The scale can track up to eight people, with separate accounts for each.
EFFECTIVE WORKOUTS: Logging how many calories you burned during any activity can be a constant guessing game. Many gym-goers rely on general numbers that the treadmill, bicycles or elliptical machines provide, but those aren’t always accurate.
There are several options to help track your daily exercise routines. After trying a few wearable monitors, including the Nike+ FuelBand, I found the most helpful tool was a heart-rate monitor.

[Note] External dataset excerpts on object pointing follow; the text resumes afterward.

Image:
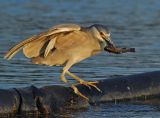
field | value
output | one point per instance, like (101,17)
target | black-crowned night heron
(67,44)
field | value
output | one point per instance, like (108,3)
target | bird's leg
(63,78)
(88,84)
(76,91)
(65,70)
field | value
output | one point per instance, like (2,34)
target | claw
(63,79)
(78,92)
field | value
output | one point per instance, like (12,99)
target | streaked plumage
(66,43)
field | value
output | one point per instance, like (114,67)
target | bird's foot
(63,79)
(76,91)
(89,84)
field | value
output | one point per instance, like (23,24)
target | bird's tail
(18,47)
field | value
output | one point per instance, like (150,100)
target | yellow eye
(101,33)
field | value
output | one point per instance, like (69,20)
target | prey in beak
(111,48)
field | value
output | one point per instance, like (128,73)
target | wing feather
(32,46)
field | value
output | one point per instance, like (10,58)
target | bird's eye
(101,33)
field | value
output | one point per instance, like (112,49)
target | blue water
(133,23)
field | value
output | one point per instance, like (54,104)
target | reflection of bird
(65,44)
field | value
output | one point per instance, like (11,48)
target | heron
(66,45)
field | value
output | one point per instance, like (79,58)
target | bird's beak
(110,44)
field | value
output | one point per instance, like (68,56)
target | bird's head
(103,35)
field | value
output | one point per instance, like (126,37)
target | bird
(66,45)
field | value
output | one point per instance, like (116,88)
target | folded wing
(42,43)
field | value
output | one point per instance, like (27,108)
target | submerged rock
(139,88)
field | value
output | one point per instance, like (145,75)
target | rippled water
(134,23)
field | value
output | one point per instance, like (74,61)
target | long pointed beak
(110,43)
(113,49)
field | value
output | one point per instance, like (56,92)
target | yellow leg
(76,91)
(88,84)
(63,78)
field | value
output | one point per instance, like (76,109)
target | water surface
(134,23)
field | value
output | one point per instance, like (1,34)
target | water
(133,23)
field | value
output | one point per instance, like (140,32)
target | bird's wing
(36,44)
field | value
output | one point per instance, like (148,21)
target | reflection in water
(133,24)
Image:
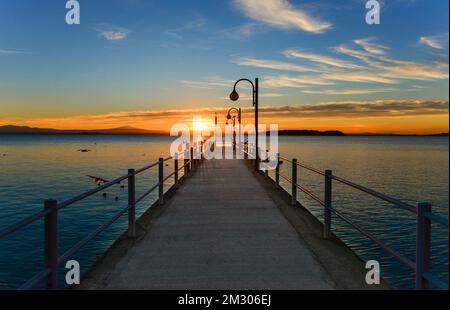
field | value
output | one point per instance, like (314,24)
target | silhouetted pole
(234,96)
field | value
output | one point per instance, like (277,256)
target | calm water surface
(41,167)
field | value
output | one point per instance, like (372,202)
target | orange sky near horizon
(161,121)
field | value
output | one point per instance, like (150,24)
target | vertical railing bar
(294,182)
(51,244)
(277,172)
(131,203)
(327,204)
(161,181)
(423,240)
(175,169)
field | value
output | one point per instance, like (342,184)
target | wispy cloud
(357,91)
(320,59)
(208,83)
(284,81)
(241,32)
(11,51)
(197,23)
(270,64)
(111,32)
(281,14)
(437,41)
(369,46)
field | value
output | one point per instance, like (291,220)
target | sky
(150,64)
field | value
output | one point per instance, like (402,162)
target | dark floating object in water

Basic monitors in the $100 price range can encourage people to get active, while options costing more than $400 are available with accessories that can measure how far you’re running or how fast you’re cycling. I tested a Polar RCX5 ($349.95 for a basic set, with accessories for GPS and cycling available). After entering my height, weight and age, I strapped the elastic band around my chest and clipped in the heart-rate monitor that transmits data wirelessly to a unit on my wrist.
After you choose a sport for that workout, such as running, cycling or swimming, the Polar times your workout and tracks your calories burned based on your heart rate. It also estimates what percentage of the burned calories came from fat. I found that moderate activities seem to burn more fat but fewer calories, while higher-intensity workouts burn more calories but less fat.
Some of the machines at my gym picked up the information from my monitor and displayed my heart rate. When running outside or playing ice hockey, the heart-rate monitor also gave me a better idea of how many calories I was burning (more than 1,000 calories in one hockey game).
When you’re done with a workout, all of the exercise information you record can be transferred through your computer to Polar’s personal-training website, where it’s analyzed and tracked to help you reach fitness goals and train more effectively.
EXTRAS: Let’s face it: Going to the gym can get kind of boring. But listening to music, or watching movies and TV shows on your mobile devices, can help keep you motivated while working out at the gym, jogging with the dog or getting pumped up for a hockey game.
And even then, it’s important to have the right equipment.
For me, the PowerBeats by Dre ($149.95) stood the sweat test and still provided great sound and the option to answer phone calls and control volume from the earphones.
In the locker room, I paired my iPhone to the Jawbone Jambox ($199.99) to stream music via Bluetooth before and after ice-hockey games. This season’s postgame song is “Closing Time” by Semisonic, as our games typically end after midnight.